On the other hand, what is the meaning of the Bodhisattva ideal if nothing is capable of getting better? If the Bodhisattvas seek the liberation of all things, await the liberation of all things, is there not implied an evolution of all things toward enlightenment? How can this evolution be something that is outside time and causation? How can it be other than a property of the whole? True, the liberating work occurs in the phenomenal world. But Nagarjuna also said "there is no difference at all between Nirvana and Samsara.. what makes the limit of Nirvana is also then the limit of Samsara.." Is not, then, the progressive enlightenment sought by the Bodhisattvas a perfection of the Totality? If all beings of the phenomenal world achieve enlightenment, does this not remove the last vestige of duality, the duality in our conception of the world that leads us to believe in the separate existence of things? Tao Sheng proclaimed that Existence is unchanging, but observed that "illumination, however, implies change.. error has ruffled the surface [of the pond of Reality] and we have lost mastery over our fate". If illumination implies change, and the goal of the Bodhisattva ideal is illumination of all things, is not Reality itself transformed when universal illumination is achieved? Is it not then, and only then, unruffled?

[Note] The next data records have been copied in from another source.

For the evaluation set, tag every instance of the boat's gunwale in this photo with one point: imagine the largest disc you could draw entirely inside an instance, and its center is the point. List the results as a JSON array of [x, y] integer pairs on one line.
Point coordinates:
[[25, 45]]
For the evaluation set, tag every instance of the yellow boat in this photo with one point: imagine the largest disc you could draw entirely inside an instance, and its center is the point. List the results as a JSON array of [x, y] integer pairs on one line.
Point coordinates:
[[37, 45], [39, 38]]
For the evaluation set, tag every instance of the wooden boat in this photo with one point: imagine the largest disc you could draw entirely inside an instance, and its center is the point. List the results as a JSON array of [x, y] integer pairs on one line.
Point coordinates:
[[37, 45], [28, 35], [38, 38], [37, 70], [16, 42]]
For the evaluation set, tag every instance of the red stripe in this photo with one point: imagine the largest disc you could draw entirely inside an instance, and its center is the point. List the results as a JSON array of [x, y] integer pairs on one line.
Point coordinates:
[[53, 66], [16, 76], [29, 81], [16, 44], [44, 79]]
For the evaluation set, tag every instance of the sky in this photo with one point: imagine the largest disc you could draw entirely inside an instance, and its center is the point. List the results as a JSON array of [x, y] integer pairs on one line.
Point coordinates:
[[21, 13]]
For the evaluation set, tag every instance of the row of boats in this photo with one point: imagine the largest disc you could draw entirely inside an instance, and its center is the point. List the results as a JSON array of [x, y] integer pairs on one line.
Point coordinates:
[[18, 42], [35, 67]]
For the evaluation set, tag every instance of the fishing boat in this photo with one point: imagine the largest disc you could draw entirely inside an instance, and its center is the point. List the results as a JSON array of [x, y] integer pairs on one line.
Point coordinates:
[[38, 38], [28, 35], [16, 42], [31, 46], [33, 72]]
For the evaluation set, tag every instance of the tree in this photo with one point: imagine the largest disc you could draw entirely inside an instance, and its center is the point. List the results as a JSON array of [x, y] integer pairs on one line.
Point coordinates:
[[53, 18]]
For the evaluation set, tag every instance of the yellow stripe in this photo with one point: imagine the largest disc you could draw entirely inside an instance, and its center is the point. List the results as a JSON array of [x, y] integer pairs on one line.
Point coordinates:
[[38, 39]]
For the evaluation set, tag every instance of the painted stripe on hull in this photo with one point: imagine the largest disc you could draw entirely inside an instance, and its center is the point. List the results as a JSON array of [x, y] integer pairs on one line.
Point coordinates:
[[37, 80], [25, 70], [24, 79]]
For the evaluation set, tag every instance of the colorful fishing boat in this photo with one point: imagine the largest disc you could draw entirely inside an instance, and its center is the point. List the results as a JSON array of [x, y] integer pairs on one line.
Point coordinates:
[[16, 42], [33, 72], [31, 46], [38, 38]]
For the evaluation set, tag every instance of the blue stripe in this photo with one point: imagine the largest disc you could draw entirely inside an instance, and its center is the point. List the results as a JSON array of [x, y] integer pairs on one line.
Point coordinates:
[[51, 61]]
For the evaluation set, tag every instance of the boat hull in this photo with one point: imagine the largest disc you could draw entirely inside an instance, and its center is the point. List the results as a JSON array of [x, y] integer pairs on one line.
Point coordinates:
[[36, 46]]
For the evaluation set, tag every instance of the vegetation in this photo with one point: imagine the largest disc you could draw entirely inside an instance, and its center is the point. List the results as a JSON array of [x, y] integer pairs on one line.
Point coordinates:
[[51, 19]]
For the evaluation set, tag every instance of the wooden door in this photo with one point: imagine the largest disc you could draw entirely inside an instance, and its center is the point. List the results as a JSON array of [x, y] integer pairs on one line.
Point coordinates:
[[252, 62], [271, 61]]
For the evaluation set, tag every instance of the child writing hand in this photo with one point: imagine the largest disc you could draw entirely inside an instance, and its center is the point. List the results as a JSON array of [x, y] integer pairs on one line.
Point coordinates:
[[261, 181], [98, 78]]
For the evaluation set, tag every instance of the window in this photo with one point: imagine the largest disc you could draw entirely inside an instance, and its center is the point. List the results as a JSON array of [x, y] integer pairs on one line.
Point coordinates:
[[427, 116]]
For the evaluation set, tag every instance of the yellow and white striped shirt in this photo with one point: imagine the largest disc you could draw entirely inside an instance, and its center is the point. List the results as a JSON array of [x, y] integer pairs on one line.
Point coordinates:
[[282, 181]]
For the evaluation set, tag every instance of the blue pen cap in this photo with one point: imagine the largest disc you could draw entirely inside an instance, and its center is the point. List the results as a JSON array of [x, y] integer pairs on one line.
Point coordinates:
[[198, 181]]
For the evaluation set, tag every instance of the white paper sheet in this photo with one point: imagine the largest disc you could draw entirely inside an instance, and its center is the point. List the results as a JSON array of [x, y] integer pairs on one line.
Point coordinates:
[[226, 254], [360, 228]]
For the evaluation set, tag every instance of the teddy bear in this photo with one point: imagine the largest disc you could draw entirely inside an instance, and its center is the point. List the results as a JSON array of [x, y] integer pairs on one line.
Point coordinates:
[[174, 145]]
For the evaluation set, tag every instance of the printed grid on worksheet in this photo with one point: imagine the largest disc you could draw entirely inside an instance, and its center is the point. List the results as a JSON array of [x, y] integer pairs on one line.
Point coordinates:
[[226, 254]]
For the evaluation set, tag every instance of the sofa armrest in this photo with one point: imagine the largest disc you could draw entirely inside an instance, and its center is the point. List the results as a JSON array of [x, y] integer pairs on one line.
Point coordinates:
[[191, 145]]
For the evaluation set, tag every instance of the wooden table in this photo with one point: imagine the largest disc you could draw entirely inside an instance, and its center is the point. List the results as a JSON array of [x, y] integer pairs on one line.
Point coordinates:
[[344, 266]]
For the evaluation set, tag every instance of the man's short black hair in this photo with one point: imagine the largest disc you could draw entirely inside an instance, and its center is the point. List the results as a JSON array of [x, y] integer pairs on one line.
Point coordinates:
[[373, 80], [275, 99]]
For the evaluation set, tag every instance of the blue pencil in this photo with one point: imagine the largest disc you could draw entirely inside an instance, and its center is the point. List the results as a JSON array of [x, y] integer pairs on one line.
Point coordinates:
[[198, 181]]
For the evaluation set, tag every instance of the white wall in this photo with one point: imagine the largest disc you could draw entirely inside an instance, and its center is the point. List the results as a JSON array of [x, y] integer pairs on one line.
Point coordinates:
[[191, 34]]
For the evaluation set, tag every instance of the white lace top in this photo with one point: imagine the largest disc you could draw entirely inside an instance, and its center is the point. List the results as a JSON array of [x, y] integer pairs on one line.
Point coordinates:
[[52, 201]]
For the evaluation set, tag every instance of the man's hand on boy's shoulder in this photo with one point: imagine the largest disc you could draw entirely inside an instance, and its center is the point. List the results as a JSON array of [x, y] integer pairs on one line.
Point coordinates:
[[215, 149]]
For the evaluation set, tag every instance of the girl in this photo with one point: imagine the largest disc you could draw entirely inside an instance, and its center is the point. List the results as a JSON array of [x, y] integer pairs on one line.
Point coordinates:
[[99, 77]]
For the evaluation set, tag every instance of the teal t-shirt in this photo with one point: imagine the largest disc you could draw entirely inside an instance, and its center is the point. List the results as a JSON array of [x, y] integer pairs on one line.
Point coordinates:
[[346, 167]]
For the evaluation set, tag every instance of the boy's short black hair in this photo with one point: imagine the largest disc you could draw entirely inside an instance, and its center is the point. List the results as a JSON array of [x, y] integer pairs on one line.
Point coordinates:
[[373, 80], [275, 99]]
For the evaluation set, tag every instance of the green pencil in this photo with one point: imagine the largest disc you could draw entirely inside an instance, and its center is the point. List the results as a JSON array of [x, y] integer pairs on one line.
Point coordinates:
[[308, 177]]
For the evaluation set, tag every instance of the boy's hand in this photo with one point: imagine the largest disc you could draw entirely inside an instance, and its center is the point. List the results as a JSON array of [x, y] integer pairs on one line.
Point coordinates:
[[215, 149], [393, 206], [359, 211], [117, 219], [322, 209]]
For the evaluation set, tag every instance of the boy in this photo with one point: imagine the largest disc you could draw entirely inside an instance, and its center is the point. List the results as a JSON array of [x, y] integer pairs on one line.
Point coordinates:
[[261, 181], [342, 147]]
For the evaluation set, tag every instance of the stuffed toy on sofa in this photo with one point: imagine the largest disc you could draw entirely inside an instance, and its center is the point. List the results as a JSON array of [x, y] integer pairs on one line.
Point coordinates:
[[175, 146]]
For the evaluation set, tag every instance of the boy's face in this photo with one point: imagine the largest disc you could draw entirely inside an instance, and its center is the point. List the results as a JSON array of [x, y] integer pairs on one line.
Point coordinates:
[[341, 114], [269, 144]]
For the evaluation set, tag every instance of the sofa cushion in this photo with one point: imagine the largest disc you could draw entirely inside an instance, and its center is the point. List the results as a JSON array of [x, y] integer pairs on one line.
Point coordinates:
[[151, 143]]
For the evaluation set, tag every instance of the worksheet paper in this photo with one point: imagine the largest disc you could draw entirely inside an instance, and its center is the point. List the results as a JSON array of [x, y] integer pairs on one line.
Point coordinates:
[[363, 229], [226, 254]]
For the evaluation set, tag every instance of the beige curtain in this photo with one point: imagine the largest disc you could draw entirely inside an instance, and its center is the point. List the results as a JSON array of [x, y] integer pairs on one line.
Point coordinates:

I can resolve this through reason only by treating the Bodhisattva ideal as metaphor. Enlightenment is discovery of anatta, recognition that I have no separate existence from the whole, and thus that (1) I must have compassion for all things because they are me, and (2) that Liberation does not mean escape for the I because there is no I; it means simply recognition that I am part of the Totality. Thus it is only in a metaphorical sense that the Bodhisattva 'awaits' liberation of all things, and his/her work for liberation is merely a reflex of compassion, not a program that works itself out over time to some historical climax. But if this is so, does not the Mahayana collapse into the Hinayana once again? Is not liberation then something achieved only by the finite individual, which is itself illusion? This cannot be a satisfactory resolution. Or is this something that cannot be resolved by reason. Can reason take us only to the view that the real nature of things is unknowable? Nagarjuna seems to echo Kant: "[insoluble are the contrasting] views regarding what exists beyond Nirvana, regarding what the end of the world is, regarding its beginning". Buddhism rightly eschews metaphysics, but where does metaphysics begin?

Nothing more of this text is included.